Monday, February 8, 2016

Viva la Muppetfish! 2 new species of Rhinconichthys unleashed.



Bob Nicholls's excellent reconstruction of Rhinconichthys purgatoirensis
So, we've been working on a little public/private partnership project for the past 2 1/2 years here at the RMDRC. In 2013 while he was helping advise on our Megacephalosaurus eulerti skull restoration, Dr. Bruce Schumacher, a paleontologist from the US Forest Service, approached me with a fossil specimen he had collected from the Comanche National Grassland in Southeastern Colorado. From what he showed me, I could tell it was a pachycormid, and one of those toothless specimens I am so fond of preparing. I had never been so giddy about a fish head in a concretion before!

Kevin Lindahl as he discovered the specimen
The super informative pectoral fin, our first clue to its identity
Bruce had already done some basic prep work on the top of the fish. Some paperwork with my boss Mike Triebold was completed and we were under contract to finish preparing, molding and casting the specimen. I spent several hundred hours with air scribes and air abrasive blasters removing the extremely tenacious concretion surrounding the skull. What we found on the underside was astonishing.
Top of specimen showing nice skull roof
The underside showing googly eyes and super long lower jaw
The fish has a remarkably flappy underbite with relatively huge eyes. It reminded us of the character Beaker from "The Muppet Show," and the informal nickname "Muppetfish" stuck. Of course that name isn't going to fly in publication, so we named it as a new species, Rhinconichthys purgatoirensis, after the local landmark river. A second species, Rhinconichthys uyenoi from Japan, is also described and Rhinconichthys taylori from England is better described with new information from the Muppetfish Rosetta stone. When we released the 2010 paper on Bonnerichthys, these species were touched on briefly, but only R. taylori was complete enough to work on.

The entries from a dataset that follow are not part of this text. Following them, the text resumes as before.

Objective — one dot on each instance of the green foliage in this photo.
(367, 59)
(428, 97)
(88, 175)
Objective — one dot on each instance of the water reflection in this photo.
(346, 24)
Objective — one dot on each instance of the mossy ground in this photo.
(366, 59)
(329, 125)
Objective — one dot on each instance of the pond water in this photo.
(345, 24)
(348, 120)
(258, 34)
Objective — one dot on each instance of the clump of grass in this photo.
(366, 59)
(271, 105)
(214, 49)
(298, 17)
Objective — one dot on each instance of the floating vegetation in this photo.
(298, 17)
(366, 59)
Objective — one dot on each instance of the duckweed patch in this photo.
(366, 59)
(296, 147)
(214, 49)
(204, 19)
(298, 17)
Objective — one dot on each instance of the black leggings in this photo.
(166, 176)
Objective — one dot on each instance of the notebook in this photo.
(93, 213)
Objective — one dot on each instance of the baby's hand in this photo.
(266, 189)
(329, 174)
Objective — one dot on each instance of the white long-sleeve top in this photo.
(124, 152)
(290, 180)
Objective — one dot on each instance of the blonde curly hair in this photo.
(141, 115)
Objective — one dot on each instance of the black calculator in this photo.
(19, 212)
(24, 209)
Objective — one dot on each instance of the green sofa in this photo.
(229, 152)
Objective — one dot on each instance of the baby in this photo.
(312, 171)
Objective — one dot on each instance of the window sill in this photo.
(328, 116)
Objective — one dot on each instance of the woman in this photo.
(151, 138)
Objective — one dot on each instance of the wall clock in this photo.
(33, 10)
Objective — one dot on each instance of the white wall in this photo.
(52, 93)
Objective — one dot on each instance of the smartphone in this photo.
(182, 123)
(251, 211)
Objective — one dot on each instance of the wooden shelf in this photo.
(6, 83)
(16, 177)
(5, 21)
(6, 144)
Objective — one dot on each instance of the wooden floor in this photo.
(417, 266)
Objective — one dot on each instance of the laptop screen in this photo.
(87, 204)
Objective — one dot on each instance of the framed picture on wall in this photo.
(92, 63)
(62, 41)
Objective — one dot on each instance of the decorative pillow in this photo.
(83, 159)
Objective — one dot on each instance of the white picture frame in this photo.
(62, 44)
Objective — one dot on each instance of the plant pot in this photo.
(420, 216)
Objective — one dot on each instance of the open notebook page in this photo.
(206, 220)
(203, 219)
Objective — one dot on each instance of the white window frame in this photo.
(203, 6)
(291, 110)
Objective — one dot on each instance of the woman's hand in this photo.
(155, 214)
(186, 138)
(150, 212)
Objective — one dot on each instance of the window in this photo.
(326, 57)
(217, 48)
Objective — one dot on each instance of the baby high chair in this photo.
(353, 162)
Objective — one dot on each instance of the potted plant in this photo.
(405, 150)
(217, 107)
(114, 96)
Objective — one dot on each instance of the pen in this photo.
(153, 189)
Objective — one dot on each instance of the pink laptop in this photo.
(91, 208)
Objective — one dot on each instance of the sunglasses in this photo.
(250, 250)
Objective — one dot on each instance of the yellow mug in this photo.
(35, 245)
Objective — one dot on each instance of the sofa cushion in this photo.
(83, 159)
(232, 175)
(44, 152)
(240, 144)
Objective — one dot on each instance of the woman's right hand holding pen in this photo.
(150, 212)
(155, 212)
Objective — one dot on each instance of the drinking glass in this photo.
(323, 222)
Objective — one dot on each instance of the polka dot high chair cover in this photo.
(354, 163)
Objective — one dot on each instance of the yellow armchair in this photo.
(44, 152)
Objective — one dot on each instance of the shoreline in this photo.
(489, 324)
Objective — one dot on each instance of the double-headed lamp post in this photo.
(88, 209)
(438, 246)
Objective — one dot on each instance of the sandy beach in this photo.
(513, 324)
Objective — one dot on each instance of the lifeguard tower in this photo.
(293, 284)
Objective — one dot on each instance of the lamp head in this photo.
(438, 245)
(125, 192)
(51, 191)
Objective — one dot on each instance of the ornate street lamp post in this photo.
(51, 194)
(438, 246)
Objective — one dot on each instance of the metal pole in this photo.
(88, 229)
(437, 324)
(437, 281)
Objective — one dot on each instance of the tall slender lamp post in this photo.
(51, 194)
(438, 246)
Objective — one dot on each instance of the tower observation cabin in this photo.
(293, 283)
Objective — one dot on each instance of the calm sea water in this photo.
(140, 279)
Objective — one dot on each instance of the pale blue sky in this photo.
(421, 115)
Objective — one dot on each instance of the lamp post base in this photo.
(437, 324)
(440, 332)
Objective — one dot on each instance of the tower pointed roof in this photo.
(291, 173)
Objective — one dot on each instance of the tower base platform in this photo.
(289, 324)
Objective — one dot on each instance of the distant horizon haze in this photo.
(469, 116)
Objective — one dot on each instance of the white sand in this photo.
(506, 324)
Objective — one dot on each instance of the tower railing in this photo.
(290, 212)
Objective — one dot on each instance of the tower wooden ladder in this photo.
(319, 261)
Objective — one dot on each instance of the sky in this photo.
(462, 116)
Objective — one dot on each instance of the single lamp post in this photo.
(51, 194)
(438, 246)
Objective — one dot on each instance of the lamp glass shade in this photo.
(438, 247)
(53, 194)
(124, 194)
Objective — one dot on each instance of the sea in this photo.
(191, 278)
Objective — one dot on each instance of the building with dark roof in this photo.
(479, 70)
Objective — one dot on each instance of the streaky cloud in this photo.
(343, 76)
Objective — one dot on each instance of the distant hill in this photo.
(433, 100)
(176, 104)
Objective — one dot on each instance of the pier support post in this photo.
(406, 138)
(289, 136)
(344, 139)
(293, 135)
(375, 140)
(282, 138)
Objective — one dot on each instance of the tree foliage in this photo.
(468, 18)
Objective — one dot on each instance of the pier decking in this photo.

Why is this cool? Well, we've gone from one species in the genus from one place to having representatives from all across the Northern Hemisphere for several millions of years. It also shows that commercial paleo and federal agencies can work together to get stuff done, to the chagrin of some in the academic community. The specimen is to be permanently housed at the Denver Museum of Nature and Science.